Sérgio de Carvalho destaca a presença do diretor paulista e documentarista Maurice Capovilla (1936-2021), que implantou o curso de cinema da Usina de Arte João Donato, em Rio Branco. Uma formação pioneira que deixou muitos frutos na capital acreana. “Ele formou uma geração de pessoas para o audiovisual e muitos destes trabalharam comigo, inclusive no Noites”. Sérgio de Carvalho explica que recebeu diversas mensagens de jovens do Acre e de outros estados da região Amazônica que se sentiram representados pelo longa-metragem. “Eu defendo essa descentralização da produção cinematográfica. Talvez isso signifique que o Noites Alienígenas está representando um marco do cinema da região Norte.”
A maioria das críticas para a película foi bastante positiva. Um jornalista do Sudeste chegou a dizer que Noites Alienígenas acaba se tornando um melodrama. Sérgio de Carvalho gostou dessa abordagem sobre a sua obra. “Eu acho ótimo”, analisa. “Os brasileiros, os latino-americanos em geral são o povo do melodrama. Tem uma cena muito impactante que é uma dança de desespero, de dor e tudo mais.”
Além dos prêmios para o elenco, Noites Alienígenas venceu os prêmios de melhor filme de ficção e de crítica em Gramado.

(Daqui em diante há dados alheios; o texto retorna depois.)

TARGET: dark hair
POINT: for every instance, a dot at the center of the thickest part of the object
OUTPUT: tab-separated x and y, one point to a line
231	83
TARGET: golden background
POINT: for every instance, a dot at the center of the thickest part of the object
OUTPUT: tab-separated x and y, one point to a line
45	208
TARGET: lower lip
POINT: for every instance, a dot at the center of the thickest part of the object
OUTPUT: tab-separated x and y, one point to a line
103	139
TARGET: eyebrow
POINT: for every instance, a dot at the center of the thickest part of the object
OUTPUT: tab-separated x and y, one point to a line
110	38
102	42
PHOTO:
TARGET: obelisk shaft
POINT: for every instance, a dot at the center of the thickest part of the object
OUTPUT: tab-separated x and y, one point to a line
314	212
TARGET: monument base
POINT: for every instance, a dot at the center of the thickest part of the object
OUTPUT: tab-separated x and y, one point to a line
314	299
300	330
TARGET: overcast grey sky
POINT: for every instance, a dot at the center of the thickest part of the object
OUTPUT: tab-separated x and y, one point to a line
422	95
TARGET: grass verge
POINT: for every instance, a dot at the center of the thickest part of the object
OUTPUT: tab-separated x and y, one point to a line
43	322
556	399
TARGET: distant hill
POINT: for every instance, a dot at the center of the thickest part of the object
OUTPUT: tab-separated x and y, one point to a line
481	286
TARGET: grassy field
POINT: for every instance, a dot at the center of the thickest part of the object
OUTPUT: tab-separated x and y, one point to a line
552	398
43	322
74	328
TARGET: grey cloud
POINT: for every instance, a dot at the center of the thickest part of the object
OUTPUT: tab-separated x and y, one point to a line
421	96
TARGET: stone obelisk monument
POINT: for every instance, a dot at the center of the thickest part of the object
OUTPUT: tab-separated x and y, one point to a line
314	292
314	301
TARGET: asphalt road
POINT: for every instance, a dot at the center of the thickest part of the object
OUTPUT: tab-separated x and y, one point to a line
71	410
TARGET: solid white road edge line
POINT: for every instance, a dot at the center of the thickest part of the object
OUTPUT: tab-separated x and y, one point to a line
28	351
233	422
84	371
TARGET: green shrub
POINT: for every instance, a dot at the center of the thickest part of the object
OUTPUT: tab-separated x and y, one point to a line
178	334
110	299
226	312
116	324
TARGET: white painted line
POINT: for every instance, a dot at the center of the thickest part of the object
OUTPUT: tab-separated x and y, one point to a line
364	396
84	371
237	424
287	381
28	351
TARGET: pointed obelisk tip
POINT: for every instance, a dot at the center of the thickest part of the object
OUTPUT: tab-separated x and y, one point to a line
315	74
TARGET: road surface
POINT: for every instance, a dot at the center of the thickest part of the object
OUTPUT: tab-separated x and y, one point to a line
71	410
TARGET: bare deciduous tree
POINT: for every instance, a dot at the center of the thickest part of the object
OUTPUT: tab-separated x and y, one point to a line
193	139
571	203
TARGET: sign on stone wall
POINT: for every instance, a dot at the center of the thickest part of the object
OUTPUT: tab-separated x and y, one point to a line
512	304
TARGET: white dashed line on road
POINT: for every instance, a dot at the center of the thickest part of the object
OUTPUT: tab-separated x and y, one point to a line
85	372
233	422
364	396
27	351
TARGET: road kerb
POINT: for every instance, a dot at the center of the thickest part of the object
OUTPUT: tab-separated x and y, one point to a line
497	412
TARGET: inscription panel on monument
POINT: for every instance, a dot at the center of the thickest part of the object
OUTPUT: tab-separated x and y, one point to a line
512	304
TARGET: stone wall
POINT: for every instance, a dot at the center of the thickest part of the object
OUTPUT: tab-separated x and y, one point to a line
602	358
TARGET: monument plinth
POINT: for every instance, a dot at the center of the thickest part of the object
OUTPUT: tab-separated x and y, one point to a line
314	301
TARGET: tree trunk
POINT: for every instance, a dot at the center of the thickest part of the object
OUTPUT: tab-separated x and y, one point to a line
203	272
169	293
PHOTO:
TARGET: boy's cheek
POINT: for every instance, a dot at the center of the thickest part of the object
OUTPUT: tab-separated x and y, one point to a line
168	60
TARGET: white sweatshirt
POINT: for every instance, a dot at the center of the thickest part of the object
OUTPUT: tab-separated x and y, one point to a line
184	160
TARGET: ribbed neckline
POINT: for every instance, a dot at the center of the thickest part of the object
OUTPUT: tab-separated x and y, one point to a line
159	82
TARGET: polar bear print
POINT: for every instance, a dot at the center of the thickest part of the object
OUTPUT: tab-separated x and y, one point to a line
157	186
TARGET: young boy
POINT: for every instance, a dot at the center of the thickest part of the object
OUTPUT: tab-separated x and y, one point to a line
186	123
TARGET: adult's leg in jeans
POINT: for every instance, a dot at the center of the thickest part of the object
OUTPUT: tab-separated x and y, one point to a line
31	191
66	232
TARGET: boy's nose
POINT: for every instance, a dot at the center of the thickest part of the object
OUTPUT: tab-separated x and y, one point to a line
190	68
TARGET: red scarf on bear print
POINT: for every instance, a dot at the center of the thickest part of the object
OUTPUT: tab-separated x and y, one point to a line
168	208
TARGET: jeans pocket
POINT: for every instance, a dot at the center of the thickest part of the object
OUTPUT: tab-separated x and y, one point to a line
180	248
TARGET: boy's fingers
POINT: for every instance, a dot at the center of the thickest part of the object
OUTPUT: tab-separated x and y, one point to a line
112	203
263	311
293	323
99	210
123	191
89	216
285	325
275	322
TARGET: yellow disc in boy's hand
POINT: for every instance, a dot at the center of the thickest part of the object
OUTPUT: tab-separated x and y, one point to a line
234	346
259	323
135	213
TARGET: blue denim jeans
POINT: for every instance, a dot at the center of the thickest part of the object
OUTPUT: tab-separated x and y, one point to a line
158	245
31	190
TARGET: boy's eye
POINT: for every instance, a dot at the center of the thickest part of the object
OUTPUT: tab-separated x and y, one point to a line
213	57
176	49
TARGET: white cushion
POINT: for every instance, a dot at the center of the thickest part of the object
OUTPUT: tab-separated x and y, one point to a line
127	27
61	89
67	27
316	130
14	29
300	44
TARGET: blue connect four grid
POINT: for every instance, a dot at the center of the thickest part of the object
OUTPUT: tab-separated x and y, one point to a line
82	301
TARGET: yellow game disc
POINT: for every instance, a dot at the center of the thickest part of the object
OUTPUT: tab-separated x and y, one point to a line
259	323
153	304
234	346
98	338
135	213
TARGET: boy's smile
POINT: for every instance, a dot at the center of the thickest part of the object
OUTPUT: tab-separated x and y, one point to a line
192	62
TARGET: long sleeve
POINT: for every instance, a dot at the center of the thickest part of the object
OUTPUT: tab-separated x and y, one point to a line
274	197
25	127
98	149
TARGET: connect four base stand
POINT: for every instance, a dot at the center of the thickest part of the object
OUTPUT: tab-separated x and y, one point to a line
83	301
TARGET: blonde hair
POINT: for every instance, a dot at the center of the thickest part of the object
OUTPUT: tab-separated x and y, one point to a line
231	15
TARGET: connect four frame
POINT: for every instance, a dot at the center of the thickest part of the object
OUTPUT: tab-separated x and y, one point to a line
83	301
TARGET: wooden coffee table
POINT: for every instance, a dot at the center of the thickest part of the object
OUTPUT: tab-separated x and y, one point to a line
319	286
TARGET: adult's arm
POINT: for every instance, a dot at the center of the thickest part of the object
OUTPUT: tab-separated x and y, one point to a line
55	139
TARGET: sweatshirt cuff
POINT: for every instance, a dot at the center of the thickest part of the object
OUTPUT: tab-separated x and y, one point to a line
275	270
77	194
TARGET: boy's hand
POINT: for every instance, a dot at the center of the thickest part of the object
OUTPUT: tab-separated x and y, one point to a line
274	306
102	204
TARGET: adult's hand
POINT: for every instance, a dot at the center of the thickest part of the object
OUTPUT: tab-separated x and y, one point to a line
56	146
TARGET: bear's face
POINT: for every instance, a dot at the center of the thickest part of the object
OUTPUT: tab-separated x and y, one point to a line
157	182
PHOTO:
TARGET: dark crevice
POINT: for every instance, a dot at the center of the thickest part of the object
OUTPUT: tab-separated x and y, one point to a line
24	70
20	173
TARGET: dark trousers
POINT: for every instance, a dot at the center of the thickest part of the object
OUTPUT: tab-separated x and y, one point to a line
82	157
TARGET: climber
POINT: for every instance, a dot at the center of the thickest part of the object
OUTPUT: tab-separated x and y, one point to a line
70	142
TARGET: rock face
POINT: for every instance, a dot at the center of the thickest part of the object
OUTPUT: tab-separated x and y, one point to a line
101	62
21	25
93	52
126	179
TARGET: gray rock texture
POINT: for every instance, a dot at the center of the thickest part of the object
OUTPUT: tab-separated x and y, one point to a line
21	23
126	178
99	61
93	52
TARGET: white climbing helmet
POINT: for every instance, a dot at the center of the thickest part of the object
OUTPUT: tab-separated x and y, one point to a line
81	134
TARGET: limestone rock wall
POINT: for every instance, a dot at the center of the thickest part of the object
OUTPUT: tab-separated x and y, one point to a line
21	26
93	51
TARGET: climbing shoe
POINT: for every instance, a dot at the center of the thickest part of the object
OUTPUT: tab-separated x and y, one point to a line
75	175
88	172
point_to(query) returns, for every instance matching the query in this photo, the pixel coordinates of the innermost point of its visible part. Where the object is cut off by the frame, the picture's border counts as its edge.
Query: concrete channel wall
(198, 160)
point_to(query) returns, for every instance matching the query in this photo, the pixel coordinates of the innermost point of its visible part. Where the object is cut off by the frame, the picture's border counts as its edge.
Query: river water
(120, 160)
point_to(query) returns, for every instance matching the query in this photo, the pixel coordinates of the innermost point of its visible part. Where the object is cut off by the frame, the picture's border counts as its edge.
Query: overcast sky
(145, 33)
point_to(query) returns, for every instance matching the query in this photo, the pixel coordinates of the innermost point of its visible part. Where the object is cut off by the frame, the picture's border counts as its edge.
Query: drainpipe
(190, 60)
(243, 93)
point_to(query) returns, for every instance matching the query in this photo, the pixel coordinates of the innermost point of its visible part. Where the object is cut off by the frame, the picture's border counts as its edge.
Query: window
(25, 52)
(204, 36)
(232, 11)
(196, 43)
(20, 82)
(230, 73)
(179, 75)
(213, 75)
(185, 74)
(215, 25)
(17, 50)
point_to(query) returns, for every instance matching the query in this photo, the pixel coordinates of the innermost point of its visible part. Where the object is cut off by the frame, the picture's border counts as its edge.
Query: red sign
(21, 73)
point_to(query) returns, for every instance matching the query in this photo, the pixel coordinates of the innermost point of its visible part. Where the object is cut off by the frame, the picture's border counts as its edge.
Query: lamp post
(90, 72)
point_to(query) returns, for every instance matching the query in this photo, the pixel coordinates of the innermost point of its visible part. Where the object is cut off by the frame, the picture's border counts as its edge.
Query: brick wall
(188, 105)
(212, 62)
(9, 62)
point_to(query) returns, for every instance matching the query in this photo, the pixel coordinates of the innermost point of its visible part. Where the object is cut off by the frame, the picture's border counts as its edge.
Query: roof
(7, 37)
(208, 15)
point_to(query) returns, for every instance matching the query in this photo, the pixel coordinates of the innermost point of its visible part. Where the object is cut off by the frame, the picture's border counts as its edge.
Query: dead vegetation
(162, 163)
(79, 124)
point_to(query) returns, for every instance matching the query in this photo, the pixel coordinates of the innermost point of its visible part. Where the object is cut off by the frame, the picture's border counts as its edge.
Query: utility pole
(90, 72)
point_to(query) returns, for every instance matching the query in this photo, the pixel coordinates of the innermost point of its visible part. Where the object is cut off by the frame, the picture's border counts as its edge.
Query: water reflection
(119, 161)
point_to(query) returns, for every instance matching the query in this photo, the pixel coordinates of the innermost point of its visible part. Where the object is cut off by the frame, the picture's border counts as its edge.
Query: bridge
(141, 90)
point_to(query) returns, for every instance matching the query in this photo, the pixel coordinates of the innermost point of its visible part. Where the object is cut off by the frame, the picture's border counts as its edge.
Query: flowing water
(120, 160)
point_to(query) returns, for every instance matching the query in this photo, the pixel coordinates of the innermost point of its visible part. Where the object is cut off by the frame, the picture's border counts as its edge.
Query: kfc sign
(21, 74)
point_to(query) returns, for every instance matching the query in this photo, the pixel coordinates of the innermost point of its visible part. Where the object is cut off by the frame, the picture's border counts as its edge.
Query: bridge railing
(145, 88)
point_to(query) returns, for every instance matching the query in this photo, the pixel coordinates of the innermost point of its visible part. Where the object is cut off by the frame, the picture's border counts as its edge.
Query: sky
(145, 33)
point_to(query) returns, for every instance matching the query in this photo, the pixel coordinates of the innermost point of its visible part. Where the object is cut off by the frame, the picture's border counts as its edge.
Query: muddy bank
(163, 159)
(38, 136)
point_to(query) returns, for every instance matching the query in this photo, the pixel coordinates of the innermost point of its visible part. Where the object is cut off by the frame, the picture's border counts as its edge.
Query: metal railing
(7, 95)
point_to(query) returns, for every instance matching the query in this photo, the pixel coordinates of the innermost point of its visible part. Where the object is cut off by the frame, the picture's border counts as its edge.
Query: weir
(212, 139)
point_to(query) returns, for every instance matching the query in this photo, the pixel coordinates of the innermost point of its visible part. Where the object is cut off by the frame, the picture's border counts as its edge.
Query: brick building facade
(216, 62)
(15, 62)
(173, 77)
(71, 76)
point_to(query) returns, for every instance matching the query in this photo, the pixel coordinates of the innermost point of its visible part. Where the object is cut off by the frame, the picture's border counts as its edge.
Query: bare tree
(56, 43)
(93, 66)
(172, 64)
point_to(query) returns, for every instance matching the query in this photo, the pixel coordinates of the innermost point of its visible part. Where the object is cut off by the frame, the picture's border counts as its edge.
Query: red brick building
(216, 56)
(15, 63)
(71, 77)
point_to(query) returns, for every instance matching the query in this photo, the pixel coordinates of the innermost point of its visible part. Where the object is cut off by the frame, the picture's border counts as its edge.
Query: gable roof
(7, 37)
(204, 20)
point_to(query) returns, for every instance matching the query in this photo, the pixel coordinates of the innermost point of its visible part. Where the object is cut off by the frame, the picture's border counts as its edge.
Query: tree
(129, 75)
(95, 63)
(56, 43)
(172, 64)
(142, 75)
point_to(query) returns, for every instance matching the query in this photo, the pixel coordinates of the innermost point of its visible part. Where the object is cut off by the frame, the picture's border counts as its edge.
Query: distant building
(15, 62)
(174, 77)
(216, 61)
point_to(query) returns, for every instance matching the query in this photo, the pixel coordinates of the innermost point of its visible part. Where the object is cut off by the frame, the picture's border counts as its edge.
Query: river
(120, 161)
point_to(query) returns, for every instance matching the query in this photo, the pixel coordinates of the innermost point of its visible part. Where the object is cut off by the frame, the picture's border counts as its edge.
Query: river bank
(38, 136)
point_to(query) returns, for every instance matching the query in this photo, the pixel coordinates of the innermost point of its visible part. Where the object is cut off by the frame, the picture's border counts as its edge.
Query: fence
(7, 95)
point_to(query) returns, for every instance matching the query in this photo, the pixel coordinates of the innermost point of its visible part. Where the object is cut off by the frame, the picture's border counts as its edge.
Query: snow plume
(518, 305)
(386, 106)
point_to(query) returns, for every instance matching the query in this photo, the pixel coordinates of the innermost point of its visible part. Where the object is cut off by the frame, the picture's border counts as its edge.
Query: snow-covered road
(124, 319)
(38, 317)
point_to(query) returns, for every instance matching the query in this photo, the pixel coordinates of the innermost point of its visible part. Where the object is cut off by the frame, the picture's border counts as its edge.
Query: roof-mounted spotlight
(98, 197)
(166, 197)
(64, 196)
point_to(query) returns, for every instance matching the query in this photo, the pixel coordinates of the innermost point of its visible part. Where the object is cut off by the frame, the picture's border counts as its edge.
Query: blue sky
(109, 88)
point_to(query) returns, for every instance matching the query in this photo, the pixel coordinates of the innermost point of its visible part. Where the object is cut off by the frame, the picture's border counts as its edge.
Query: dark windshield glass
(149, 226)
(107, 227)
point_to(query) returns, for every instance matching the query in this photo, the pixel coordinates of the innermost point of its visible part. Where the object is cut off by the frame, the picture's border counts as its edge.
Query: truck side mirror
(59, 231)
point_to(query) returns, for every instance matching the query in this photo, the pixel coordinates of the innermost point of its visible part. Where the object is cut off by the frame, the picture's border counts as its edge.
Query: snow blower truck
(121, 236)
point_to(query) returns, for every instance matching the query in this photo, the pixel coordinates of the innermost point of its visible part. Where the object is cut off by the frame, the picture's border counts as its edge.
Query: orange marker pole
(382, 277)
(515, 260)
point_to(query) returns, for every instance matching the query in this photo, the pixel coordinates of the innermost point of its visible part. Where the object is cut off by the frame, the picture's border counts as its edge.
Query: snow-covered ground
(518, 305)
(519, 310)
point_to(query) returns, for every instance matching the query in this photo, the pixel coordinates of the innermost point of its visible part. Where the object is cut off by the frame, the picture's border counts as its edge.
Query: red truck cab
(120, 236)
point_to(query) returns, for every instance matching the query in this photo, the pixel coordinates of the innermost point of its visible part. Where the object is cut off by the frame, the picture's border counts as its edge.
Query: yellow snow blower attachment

Sérgio de Carvalho está iniciando um novo projeto sobre o sindicalista e ativista político Chico Mendes (1944-1988). Ele está trabalhando no roteiro que deverá ser uma codireção com o baiano Sérgio Machado. “Mas ainda está numa fase embrionária”, explica. “O mais importante do nosso trabalho é que ele não pode ser resumido como o filme de uma única pessoa. É importante destacar que é um trabalho coletivo de toda uma equipe: elenco, técnicos, direção de arte. Faço um cinema de muitas mãos.”
Noites Alienigenas
Direção: Sérgio de Carvalho
Brasil, 2022
Duração: 91 minutos
Em cartaz nos cinemas
A coluna “Direitos em Cena” é o espaço para o cinema brasileiro contemporâneo na Ponte: seus filmes, seus diretores, seus personagens. Busca ampliar o espaço de narrativas cinematográficas que muitas vezes não recebem atenção da grande mídia, sempre em relação com os direitos humanos. A coluna é escrita por Matheus Trunk, jornalista, escritor, roteirista e mestre em comunicação audiovisual, autor dos livros O Coringa do Cinema (Giostri, 2013), biografia do cineasta Virgílio Roveda, e Dossiê Boca: Personagens e histórias do cinema paulista (Giostri, 2014).